The administration’s tentative budget for FY19 makes the following assumptions for changes compared to the previous school year:

  • Enrollment increase of 66 students to 7,548. Thirteen percent of students in English-language learner programs
  • Five percent increase in staffing levels due to new contractual obligations, higher enrollment and student needs
  • Five percent increase in overall cost of salaries due to higher enrollment, student needs and contractual obligations
  • One percent increase in cost of benefits, with a decrease of 4 percent in medical insurance premiums, about $300,000
  • Increase of $3.9 million in textbooks, special education out-of district tuition, instructional technology and capital expenditures

The budget is balanced due to the use of $14.5 million in funds from the referendum passed in 2017.

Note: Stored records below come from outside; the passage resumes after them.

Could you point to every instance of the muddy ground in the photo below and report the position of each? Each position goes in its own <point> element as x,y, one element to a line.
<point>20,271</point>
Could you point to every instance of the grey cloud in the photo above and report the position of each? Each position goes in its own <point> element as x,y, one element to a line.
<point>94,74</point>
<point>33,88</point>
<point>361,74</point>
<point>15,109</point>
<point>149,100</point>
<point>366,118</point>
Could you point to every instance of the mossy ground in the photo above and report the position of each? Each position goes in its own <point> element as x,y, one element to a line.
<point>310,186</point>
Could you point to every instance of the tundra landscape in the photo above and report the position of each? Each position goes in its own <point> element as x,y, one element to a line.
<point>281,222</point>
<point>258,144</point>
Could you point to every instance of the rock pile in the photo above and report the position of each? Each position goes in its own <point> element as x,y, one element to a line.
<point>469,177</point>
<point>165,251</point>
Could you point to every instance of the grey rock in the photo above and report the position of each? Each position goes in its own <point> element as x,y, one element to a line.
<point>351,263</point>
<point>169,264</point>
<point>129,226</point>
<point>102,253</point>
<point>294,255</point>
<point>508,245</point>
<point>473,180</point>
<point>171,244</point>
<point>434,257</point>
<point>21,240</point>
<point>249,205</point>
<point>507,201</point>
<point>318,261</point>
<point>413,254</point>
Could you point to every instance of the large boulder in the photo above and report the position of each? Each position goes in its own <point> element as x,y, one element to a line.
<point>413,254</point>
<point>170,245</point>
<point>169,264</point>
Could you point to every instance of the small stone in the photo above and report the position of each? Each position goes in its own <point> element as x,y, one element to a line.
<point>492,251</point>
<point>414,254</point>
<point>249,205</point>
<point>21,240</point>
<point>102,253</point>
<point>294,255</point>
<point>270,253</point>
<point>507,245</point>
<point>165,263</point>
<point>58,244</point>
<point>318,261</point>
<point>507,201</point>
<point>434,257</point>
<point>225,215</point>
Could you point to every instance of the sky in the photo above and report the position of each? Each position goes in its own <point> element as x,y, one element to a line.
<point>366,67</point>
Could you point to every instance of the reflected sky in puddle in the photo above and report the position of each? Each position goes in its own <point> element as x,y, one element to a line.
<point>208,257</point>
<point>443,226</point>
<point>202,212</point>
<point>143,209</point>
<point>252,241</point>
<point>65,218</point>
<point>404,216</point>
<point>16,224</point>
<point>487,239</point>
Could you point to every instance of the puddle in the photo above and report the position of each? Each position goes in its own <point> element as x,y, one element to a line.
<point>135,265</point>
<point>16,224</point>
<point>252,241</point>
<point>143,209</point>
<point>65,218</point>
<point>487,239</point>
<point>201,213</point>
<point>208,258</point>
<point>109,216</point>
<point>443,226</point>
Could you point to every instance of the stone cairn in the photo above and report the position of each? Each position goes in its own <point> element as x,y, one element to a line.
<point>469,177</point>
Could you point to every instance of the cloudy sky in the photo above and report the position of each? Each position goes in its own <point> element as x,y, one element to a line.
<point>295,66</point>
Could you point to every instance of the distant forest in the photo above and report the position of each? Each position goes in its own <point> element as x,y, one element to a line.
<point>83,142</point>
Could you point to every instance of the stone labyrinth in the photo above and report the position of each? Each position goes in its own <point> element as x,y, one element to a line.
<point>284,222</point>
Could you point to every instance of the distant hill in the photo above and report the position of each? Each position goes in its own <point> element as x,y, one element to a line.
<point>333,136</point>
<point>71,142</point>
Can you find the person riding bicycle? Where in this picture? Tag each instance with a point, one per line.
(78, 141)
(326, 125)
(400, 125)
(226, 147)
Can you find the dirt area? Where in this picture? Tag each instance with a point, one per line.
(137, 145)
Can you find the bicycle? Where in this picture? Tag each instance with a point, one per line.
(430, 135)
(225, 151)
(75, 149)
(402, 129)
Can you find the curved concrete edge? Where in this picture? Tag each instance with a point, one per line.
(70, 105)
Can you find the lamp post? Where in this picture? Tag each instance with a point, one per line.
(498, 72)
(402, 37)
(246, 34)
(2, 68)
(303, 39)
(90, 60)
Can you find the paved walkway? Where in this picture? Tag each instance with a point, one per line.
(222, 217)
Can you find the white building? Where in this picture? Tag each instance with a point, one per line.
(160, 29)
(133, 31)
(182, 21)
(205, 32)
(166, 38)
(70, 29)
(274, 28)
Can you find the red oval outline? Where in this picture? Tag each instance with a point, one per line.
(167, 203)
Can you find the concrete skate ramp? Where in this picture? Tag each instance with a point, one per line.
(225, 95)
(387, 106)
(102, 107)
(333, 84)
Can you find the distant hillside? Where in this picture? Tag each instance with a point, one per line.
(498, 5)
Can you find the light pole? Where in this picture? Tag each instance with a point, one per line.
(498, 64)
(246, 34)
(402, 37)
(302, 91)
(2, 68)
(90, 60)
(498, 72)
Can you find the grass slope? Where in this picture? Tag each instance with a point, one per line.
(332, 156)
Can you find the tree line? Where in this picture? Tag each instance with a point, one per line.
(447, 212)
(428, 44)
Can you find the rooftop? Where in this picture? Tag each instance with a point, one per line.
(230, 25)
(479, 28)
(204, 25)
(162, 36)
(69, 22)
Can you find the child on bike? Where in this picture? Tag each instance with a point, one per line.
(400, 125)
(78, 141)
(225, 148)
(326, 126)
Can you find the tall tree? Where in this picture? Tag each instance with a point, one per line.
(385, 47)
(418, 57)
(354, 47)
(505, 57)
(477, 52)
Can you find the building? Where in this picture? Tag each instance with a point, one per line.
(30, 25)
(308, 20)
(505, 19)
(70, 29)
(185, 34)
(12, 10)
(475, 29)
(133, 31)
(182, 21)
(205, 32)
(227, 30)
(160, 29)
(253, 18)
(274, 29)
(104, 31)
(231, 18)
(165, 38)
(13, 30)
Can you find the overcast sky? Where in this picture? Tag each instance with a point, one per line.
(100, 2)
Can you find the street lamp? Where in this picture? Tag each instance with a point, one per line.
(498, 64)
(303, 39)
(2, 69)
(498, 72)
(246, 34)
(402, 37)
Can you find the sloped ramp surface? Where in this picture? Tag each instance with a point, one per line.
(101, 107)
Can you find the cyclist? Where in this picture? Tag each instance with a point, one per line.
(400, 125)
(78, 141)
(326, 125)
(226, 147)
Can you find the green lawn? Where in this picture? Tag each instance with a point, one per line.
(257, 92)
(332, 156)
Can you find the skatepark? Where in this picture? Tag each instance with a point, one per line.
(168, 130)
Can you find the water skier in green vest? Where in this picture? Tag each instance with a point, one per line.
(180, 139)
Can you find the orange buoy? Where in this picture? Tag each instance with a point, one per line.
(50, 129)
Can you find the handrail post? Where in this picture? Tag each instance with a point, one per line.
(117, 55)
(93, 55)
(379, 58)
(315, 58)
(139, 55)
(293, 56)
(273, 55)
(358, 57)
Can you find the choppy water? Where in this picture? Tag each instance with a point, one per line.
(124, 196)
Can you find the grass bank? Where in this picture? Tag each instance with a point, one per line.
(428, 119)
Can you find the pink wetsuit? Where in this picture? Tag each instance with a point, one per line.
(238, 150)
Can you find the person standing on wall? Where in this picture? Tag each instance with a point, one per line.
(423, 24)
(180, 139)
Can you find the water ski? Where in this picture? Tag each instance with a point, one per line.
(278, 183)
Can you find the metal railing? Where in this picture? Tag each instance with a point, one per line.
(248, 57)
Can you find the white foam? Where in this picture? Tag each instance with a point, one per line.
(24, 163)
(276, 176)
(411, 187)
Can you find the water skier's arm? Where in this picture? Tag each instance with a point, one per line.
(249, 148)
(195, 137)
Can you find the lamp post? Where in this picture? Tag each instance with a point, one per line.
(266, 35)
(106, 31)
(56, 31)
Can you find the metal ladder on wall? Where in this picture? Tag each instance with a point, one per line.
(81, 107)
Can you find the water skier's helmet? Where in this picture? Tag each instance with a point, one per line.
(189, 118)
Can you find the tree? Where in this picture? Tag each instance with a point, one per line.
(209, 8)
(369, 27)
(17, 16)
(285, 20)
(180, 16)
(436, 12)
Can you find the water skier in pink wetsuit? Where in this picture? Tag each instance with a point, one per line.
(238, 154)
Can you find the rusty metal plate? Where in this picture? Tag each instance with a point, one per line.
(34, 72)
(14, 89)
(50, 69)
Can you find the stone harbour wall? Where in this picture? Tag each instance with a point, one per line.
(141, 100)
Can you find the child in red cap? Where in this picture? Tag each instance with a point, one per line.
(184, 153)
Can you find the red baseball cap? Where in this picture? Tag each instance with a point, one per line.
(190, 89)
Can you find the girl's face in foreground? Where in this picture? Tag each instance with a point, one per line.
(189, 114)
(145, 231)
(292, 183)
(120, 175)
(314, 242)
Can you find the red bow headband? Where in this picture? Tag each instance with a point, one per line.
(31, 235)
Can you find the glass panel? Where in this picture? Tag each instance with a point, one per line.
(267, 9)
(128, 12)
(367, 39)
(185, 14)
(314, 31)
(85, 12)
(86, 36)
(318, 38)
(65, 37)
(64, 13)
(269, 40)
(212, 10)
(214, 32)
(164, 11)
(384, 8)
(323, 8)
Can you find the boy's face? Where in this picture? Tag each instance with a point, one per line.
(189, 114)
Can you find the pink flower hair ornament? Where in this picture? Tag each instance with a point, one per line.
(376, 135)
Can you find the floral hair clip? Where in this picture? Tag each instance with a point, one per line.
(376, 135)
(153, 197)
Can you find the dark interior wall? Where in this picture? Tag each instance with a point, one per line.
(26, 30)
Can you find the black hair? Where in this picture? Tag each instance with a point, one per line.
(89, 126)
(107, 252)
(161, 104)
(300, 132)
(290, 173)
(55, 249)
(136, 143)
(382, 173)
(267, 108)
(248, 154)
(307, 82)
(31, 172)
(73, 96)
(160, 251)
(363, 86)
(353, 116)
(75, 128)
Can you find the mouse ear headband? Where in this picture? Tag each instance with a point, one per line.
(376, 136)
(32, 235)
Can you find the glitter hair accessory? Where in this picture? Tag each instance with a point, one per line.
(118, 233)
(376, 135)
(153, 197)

In a memo to the board, Superintendent Paul Goren said an operating surplus from the 2017-18 school year was added to the district’s cash reserves, which will “allow the district to extend its operating and referendum reserves beyond the original goal of eight years” established when the referendum was passed.

Goren said the district “must continue to address its ‘structural deficit,’ when expenditures will exceed revenues in three years.” To that end, Goren hopes to “achieve savings when renegotiating employee contracts that expire in the next two year, renegotiating vendor and utility contracts and rebidding contracts for student services.”  

The administration will present the budget to the community at meetings in  early September, with a final hearing and adoption of the budget scheduled for a school board meeting on Sept. 24.

The finance committee meeting will be held at 6 p.m. Monday at the Hill Education Center, 1500 McDaniel Ave.